Traditional street games for Belfast children

British bulldogs. Not very politically correct. Simply rename it “Wolfhounds Achieve Parity”. A line of children stands across the street, arms linked and kids of the enemy ethnicity run at them with weapons. BBC News film the event (and maybe even sponsor a few retakes when nobody’s looking).

Hopscotch. Draw squares on the ground with numbers in. Doesn’t matter about the rules, the game doesn’t last long anyway. Invite children from the other community to play by hopping from square to square. Forget to mention the landmine.

Skipping. It’s for wee girls and ‘unmarriageable’ types. Instead, use the rope to hang someone you suspect of having moderate tendencies.
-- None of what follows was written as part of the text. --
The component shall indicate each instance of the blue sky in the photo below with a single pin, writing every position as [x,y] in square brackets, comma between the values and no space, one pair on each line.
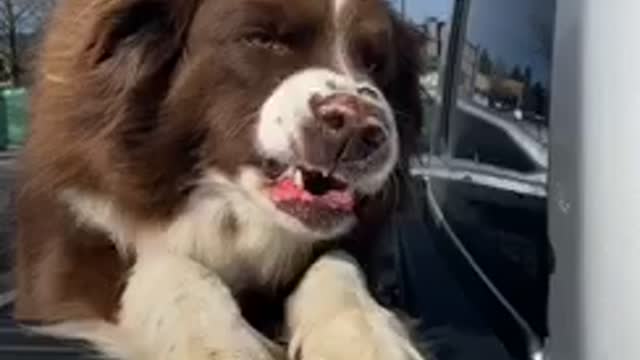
[420,9]
[501,26]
Marbles. Use a hunting catapult with reinforced carbon-fibre combat arm brace. When you run out of marbles, lorry wheelnuts work just as well. Don’t forget to burn the lorry.
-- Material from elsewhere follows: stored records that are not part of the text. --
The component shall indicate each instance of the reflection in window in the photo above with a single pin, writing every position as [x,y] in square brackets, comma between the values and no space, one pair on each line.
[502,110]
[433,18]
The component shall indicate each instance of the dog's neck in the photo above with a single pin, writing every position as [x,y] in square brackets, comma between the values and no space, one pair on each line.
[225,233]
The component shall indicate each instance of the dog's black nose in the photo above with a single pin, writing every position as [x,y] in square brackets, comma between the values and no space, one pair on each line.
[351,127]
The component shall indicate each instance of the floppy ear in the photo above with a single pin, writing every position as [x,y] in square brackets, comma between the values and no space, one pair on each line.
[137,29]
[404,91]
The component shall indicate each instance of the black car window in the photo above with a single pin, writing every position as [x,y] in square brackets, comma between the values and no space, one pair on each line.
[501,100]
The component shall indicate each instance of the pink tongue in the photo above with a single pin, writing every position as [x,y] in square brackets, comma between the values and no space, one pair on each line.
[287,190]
Pirie and whip. A nice traditional one this. You can easily say, I lost the pirie.

Football. Are you wise? Who do you think you are, Geordie Best?
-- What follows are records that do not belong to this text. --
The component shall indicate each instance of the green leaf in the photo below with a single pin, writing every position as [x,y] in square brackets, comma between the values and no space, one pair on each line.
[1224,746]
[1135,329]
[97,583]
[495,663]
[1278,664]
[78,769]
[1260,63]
Pin the tail on the informer. A bit tame but for added excitement use a grenade pin. Dispose of the grenade responsibly -over somebody’s hedge.

Trainspotting. Write down the numbers of any unfamiliar cars on your street. Take them to your local hard man. Don’t try negotiating a price. Don’t tell that joke about Black&Decker.

Apple scrumping. Serious crimes like this will be dealt with very severely by the local Neighbourhood Representation Committee…but where would you find a bloody tree anyway?

Baseball. Throw the ball and mitt away. The pitcher chucks a half brick at you and then you hit him with the bat until he agrees to stay away from your weapons cache / drug dealership / sister.